I’m a big believer in ‘you are what you eat’, what you put in your body will show through your skin. I’m not professing to be any kind of nutritional expert but I know from experience that to run efficiently your body needs the right fuel.
My own eating regime can use a LOT of adjustments this is mainly due to time, work, kids and planning. All these things can affect how and when we eat, however I am aware of the changes I need to make, which is the first step and I try my best whenever I can to make good choices.
If you want to see great results you have to be consistent and whilst any changes are heading in the right direction, as with anything, the more effort you put in the better results you will see.
Your skin takes on average 4-6 weeks to do its natural renewal cycle so it can take that amount of time to see any results, so don’t be disheartened and keep focused your hard work will pay off.
Here are some things to help:
- Make sure you get your 5 a day, fruit and vegetables contain powerful antioxidants that help to protect your skin from the cellular damage caused by free radicals (smoking, pollution and sunlight).
- Eat a colourful rainbow of fruit and vegetables a day, the brighter (and darker with greens) the better.
- Vitamin C is a super antioxidant, it is needed for a strong immune system, radiant skin, to heal blemishes and produce collagen. Best sources of vitamin C are strawberries, kiwi, citrus fruits, broccoli, blueberries and sweet potato to name a few.
- Tomatoes and brazil nuts are a great source of selenium which is needed to protect against skin cancer, sun damage and age spots.
- Foods high in Vitamin E such as avocado, hazelnuts, almonds and pine nuts are a great way of supporting healthy skin growth.
- Healthy fats are an essential part of your diet to keep your skin moisturised and supple Avocado, fish , nuts and seeds are the best sources.

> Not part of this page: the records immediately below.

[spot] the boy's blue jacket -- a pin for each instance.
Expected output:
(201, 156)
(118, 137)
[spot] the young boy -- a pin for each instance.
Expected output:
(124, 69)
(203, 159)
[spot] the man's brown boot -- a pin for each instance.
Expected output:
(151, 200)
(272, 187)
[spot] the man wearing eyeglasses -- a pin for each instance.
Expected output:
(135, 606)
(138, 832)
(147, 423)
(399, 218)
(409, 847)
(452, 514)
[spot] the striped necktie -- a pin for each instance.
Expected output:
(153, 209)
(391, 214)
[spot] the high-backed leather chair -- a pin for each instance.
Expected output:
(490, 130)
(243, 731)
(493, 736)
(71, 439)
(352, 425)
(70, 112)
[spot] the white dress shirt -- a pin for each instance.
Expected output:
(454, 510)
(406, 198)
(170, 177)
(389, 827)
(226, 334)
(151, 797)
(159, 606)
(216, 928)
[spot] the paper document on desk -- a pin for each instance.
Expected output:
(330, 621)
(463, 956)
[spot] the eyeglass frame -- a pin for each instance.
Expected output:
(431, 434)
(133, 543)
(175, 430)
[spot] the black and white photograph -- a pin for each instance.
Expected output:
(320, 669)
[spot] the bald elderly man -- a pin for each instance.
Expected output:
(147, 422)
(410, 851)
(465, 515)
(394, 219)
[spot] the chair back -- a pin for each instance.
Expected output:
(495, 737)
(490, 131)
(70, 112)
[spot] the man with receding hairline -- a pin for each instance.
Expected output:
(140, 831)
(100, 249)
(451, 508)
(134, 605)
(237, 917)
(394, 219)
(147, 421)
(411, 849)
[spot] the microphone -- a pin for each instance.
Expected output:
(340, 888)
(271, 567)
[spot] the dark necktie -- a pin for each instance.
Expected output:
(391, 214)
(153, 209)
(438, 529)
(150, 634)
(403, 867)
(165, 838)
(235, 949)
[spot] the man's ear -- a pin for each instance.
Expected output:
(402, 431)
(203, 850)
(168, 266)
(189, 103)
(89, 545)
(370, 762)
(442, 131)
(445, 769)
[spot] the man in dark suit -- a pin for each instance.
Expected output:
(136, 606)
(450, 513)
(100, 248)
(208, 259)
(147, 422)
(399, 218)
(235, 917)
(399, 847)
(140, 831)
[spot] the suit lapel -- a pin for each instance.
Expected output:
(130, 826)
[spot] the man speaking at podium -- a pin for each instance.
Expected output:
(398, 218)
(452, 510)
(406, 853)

Omega 3 is also found in these foods and can help inflammatory skin conditions such as eczema and psoriasis.
- Make sure you are still getting a good source of carbohydrate and protein too this will help fuel your body for the day ahead, give you energy and also build and repair muscle tissue.
- Hydration – this will show dramatically in the skin, the slightest bit of dehydration will cause dull, dry, lined skin and dark circles. Try and drink 6 to 8 glasses a day and cut down on caffeine and alcohol as these will dehydrate you further. If you find water boring try adding a slice of lemon or even some fresh mint to give it taste.
- Digestion and liver function also play a big part in how your skin will look, if either of these are not functioning as efficiently as possible it will show in your skin as tired, dull, spot prone etc. Water with a slice of lemon in the morning is a great way to improve your liver function and chewing your food well and taking time to sit and eat slowly, with good posture will all help your digestive system.
My personal eating goals are to eat more regularly, breakfast is always a struggle for me I don’t always feel like eating first thing in the morning and I don’t really like sweet things so all cereal seems sweet to me. I prefer toast or savoury items, eggs, avocado, spinach, bacon etc which when I am working from home I will cook for myself (once I’ve dropped all the kids off at school) but when I am up at 4 am to get ready for work I just don’t have the time.
Snacks, I don’t snack at all and I think that’s where my digestion problems stem from as I starve my body from one meal to the next then overload it with a massive portion. I need to get used to stopping mid morning and mid afternoon for a healthy snack.
I DEFINITELY need to drink more water, this is a struggle for me but something I have to try and consciously do as my skin is dehydrated and I do suffer from headaches which I’m sure are down to my lack of fluids.
Taking food to work, this is also something i never do, when I am at a wedding I’m generally up at 4am set off at 5 am to get there and start bridal prep for 6 am. Depending on the size of the party which is on average 6 people that means I am stood working for over 6 straight hours no food = no fuel, my body is powered on adrenaline and by the time I’m packed up and home it can be 2/3 pm and my body has had nothing, sometimes I will eat as soon as I get home but sometimes I will wait til tea at 5 pm then wonder why my body feels like its shutting down.
It is hard to eat at work, even when I’m provided with food as I’m so busy, however I do need to look after my body as I am my business so without me fully functioning I’ve nothing.
I’d love to hear what your goals are and if you have any tips.